Outside of MSU, he is involved in various professional and social organizations including Alpha Phi Alpha Fraternity, Incorporated; Alpha Kappa Psi, Professional Business Fraternity; American College Personnel Association (ACPA); and the Kentucky Association of Blacks in Higher Education just to name a few. Moore attends the First Baptist Church in Winchester, where he serves as the campus liaison to ensure MSU have a place to worship.
Collinsworth received her Juris Doctor degree from The Ohio State University in 1997. Prior to coming to MSU to teach in the Legal Studies program, she worked for 11 years as a staff attorney for Legal Aid of the Bluegrass, a non-profit civil legal services provider, representing clients in this region with legal needs related to housing, consumer, elder, public benefits, and family law.
After arriving at MSU, Collinsworth continued her commitment to public service in the region and has worked to instill a service ethic in her students. She incorporates numerous service learning and engagement opportunities in her classes. Most significantly has been her students’ involvement with Legal Aid of the Bluegrass’ Pro Se Divorce clinic, which allows area couples to file and obtain a free divorce, when they would otherwise not have the resources to hire an attorney. Through the clinic, Legal Studies’ students, under Collinsworth’s supervision, assist clients in filling out the necessary paperwork to obtain a divorce. After funding cuts in 2012 threatened to end the Pro Se Divorce clinic offered by Legal Aid of the Bluegrass,
Collinsworth volunteered to coordinate and oversee the clinic so the clinic could continue.
She is active in the service learning community on campus, having served as the Facilitator of the Service-Learning Learning Community, as a Center for Regional Engagement Faculty Engagement Fellow, and as a representative on the Carnegie Community Engagement Re-Classification Workgroup. Additionally, Collinsworth has served on numerous departmental and university committees and participated in and organized many campus events.
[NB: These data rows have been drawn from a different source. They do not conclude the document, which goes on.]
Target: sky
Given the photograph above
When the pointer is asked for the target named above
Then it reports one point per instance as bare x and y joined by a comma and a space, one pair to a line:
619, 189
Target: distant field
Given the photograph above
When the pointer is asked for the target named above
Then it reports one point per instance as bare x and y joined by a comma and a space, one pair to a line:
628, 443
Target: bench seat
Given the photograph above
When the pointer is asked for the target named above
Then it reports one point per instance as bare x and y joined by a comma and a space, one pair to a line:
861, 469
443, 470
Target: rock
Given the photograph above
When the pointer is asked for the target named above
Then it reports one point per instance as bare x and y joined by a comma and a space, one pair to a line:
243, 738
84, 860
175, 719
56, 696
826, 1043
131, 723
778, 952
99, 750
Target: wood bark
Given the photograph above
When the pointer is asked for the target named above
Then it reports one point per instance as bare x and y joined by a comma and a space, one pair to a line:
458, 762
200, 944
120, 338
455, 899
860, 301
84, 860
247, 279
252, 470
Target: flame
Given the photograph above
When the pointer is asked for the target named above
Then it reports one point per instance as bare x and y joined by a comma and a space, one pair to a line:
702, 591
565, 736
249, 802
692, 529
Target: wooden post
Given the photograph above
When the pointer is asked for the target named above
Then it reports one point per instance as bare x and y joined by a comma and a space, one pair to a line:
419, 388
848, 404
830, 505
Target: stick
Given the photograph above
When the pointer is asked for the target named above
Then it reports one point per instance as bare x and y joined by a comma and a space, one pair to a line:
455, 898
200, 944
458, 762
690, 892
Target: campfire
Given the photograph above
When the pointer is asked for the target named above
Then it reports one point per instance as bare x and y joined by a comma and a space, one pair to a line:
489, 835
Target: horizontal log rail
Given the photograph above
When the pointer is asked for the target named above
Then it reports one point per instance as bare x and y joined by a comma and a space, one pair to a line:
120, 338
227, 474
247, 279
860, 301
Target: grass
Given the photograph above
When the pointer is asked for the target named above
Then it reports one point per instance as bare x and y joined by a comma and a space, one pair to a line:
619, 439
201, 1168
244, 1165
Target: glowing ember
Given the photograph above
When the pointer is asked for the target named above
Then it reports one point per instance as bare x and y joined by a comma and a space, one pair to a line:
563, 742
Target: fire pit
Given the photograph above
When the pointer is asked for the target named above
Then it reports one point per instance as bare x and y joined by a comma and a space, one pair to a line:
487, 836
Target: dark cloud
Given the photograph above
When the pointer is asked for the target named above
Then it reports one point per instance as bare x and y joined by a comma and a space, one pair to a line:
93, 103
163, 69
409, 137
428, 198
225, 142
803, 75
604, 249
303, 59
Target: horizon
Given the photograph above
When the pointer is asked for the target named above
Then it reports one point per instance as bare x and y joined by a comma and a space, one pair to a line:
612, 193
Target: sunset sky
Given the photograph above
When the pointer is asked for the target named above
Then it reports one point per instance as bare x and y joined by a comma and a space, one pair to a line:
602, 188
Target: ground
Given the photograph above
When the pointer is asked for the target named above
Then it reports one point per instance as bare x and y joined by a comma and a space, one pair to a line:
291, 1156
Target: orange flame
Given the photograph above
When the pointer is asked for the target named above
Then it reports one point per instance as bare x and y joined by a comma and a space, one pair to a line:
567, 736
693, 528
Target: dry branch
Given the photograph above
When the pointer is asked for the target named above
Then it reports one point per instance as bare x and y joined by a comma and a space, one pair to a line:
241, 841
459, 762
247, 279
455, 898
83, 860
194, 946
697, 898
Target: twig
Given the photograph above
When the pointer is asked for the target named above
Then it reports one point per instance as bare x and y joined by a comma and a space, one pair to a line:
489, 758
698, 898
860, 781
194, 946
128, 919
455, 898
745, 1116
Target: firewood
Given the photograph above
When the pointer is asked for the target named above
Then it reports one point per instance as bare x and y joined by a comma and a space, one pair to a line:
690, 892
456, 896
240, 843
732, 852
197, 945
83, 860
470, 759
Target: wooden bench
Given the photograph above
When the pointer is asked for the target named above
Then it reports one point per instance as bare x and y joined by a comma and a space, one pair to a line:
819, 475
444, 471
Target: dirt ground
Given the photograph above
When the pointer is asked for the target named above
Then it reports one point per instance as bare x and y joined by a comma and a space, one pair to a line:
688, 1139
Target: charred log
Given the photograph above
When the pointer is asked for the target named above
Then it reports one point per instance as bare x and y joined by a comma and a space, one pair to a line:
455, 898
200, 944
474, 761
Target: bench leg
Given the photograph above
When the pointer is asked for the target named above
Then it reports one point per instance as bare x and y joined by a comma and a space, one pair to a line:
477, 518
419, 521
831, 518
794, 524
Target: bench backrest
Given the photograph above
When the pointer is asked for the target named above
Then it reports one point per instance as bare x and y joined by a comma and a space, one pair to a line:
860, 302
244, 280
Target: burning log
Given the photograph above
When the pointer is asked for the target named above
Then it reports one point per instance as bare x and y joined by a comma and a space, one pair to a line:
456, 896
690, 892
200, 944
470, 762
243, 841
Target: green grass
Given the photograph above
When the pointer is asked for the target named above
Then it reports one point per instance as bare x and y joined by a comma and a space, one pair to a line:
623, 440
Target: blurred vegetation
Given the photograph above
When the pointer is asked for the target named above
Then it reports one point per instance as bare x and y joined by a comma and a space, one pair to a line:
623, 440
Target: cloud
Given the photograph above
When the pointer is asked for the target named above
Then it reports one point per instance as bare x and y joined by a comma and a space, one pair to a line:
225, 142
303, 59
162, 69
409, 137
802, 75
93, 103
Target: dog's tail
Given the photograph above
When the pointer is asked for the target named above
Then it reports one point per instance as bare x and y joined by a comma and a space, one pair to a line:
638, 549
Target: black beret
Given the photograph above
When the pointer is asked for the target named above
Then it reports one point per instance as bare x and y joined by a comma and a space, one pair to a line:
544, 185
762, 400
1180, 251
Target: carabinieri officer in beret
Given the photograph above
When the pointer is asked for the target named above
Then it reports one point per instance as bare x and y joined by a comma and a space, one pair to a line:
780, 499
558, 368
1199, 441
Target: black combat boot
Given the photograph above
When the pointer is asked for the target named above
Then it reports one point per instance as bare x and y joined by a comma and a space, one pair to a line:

She has also organized and chaperoned student trips to Paris, Washington D.C., and Italy, and served as a Dreams Mentor, a Leading Edge Leadership Program mentor, and an Eagle Ally. In addition, she is the faculty sponsor of the Alpha Lambda Pi: Legal Studies Club and a campus Quidditch Team club.
Outside of campus duties, she has served as attorney-coach for the Bath County Middle School Mock Trial Team and as an Operation Preparation Volunteer at Bath County High School, providing career and undergraduate advising. She also serves on the steering committee for the Bath County Gateway Wellness Coalition.
The 2014 award recipients were: Dr. Timothy Hare, associate professor of anthropology in the Institute for Regional Analysis and Public Policy, Distinguished Researcher; Dr. Stacy Baker, professor of music, Distinguished Teacher; George Eklund, associate professor of English, Distinguished Creative Productions; Joshua Moore minority academic services coordinator, Distinguished Staff Service; and Kelly Collinsworth, associate professor of legal studies, Distinguished Faculty Service.